2025 Canadian crime drama film

Little Lorraine is a 2025 Canadian crime drama film, directed by Andy Hines. Hines's debut feature following a career directing music videos, the film centres on the story of the small town of Little Lorraine, Nova Scotia, a small seaside fishing village which became embroiled in an international cocaine smuggling ring in the 1980s.

The song changed the location from Louisburg to the nearby town Little Lorraine, and the drugs being smuggled from hashish to cocaine for rhyming purposes.

The film stars Stephen Amell, Sean Astin and J Balvin in his acting debut, as well as Matt Walsh, Rhys Darby, Stephen McHattie, Steve Lund, Sugar Lyn Beard, Hugh Thompson, Mike Dopud, Kaelen Ohm, Joshua Close, Auden Thornton, Manuel Rodriguez-Saenz, Mark A. Owen, Dax Ravina, Luis Javier and David Mortimer in supporting roles.

==Production==
Singer-songwriter Adam Baldwin previously wrote about the story in his 2022 single "Lighthouse in Little Lorraine". Hines directed that song's video, and subsequently used it as his proof of concept to shop the film version around to film studios.

The film was shot in Nova Scotia and Ontario in summer 2024.

==Distribution==
The film premiered in the Discovery program at the Toronto International Film Festival on September 5, 2025. It was also screened as the Atlantic Gala at the 2025 Atlantic International Film Festival.

==Reception==
===Critical response===

For That Shelf, Courtney Small wrote that "despite the rocky road to its climax, Hines constructs a thrilling crime drama that is elevated by McHattie’s sensational turn. As the manipulative Huey, a man who attempts to keep everyone under his corrupt thumb, McHattie delivers a riveting and menacing performance. His turn is nicely accentuated by Amell’s strong work as the everyman who finds himself inadvertently stepping into a narcotic quicksand.
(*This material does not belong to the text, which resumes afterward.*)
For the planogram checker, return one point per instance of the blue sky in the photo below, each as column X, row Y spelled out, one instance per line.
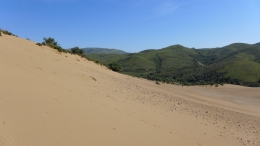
column 134, row 25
Bringing resonating layers to a role that could have easily been one-note in a lesser actor’s hands, Amell gives the film its resonating core."

===Awards===
At AIFF, McHattie won the Joan Orenstein and David Renton award for Best Performance, and Hines and Baldwin won the award for Best Atlantic Screenplay.

The film was longlisted for the 2025 Jean-Marc Vallée DGC Discovery Award.

It also screened in the Borsos Competition program at the 2025 Whistler Film Festival.